Ik kom op het fiscale beleid. Ik begin met het amendement-Krol over het in één klap afbouwen van de ouderenkorting van €1.292 naar €71. Boven een inkomen van €36.057 daalt de korting ineens met €1.221. De dekking van het amendement werd gevonden door de arbeidskorting niet met €120 te verhogen, maar met €81. Het doel van het amendement was de krankzinnige gevolgen van het ontbreken van een geleidelijke afbouw te voorkomen. Iemand met een inkomen van één euro boven de €36.057, gaat er dus ruim €1.200 op achteruit. Dat leidt tot beschamend hoge marginale percentages. Deze marginale percentages zijn voor mensen met een klein inkomen boven dat bedrag, tot €5.000, als volgt: 160% als je €1.000 meer hebt dan die grens en 64% als je €5.000 meer hebt dan die grens. Dit zijn tarieven voor het Guinness Book of Records. Ik ben benieuwd wat de staatssecretaris daarvan vindt. De Tweede Kamer heeft het amendement verworpen en de staatssecretaris had het ontraden.

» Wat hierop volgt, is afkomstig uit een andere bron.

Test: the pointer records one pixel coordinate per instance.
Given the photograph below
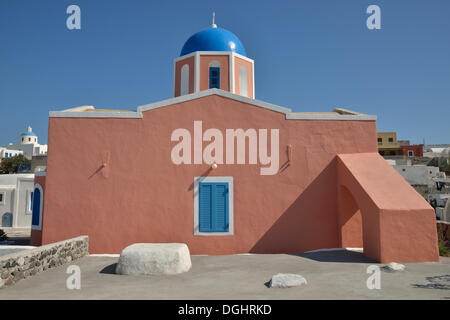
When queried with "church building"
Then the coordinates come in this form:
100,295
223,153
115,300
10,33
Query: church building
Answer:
225,173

Ik kom dan op de koopkrachtreparatie van 1 miljard voor de ouderen in 2017, het alles dominerende verkiezingsjaar. Wat opvalt — de heer Ester zei het ook al — is dat de 5 miljardoperatie 35.000 banen zou opleveren, overigens vooral door de IACK, maar dat nu door de 1 miljard aan koopkrachtreparatie 23.000 banen verloren gaan. Kan de minister uitleggen wat de logica van dit zwalkende beleid is? Ouderen zijn op hun hoede bij koopkrachtreparaties. Zij weten ook dat de partijen die hen voor de verkiezingen negeerden, dat na de verkiezingen weer kunnen doen.

De daadkracht van het kabinet kende vorige week geen grenzen. Eerst was er de intrekking van het wetsontwerp over herziening van de rechtsprekende colleges en de monumenten en scholingsaftrek en nu gaat ook de Wet DBA op de helling voor 1 miljoen zzp'ers. VNO-NCW trok vrijdagmorgen de stekker uit de DBA en het kabinet deed enkele uren later hetzelfde. "Goed getelefoneerd" heet dat in wielertermen. Eerder die week eiste de FNV hetzelfde.

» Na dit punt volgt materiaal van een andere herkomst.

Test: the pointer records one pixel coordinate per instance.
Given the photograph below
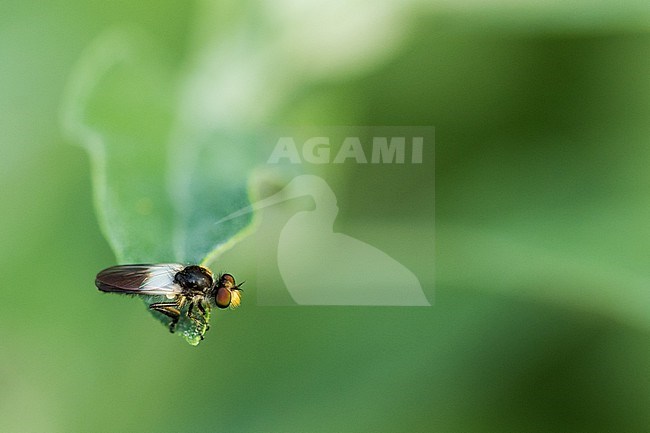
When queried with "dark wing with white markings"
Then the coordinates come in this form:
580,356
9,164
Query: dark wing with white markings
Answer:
140,279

Dan kom ik op het ftk. Is het kabinet bereid het ftk in te trekken of in elk geval buiten werking te stellen in het belang van 10 miljoen deelnemers? En is het kabinet bereid tot een evaluatie van het ftk nu het twee jaar in werking is? Evaluatie van wetten is immers bijna standaardprocedure geworden. Mijn klemmende vraag is waarom het kabinet nu niet met een voorstel komt om de hersteltermijn te verlengen in 2017. Dat zou aan 3 miljoen ouderen ook de zekerheid geven die nu aan 1 miljoen zzp'ers wordt gegeven. Uiteraard gunnen wij de zzp'ers deze rust en duidelijkheid. Wij hopen althans dat die er komen. Nu moet die zekerheid er nog komen voor 3 miljoen ouderen, en wel voor de kerst. Bij het geringste verzet trekt het kabinet immers tal van andere voorstellen en zelfs wetten in. Het is zelden eerder vertoond.

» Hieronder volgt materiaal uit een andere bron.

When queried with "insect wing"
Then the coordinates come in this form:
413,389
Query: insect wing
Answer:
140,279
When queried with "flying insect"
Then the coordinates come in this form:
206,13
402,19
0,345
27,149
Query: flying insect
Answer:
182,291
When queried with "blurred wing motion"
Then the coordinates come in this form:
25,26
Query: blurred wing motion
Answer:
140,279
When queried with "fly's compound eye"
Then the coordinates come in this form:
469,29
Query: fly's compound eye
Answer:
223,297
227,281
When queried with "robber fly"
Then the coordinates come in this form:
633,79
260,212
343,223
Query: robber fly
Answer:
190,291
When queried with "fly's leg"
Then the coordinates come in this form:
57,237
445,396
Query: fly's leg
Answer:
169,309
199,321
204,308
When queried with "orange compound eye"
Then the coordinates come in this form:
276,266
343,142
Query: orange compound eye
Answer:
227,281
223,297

Ik rond af. Ik geef een compliment aan de minister voor zijn voorzitterschap van de eurogroep in deze vier zware jaren, ook voor hem persoonlijk. Voor de staatssecretaris wil ik herhalen — ik heb het in commissieverband weleens gezegd — dat hij grote lof verdient voor zijn leiderschap tijdens het Nederlandse voorzitterschap op een van de lastigste fiscale dossiers. We weten dat Nederland daar goed beveiligd was.

We hebben echter ook nog een premier: Rutte. We zullen op 15 maart niet vergeten hoe met name premier Rutte de ouderen financieel heeft getroffen en uitgekleed. Het klopt dat Rutte niet met zichzelf bezig is. Hij is vooral met de ouderen bezig, om te bekijken of ze nog verder aangepakt kunnen worden.

We zien uit naar de beantwoording door de beide bewindslieden.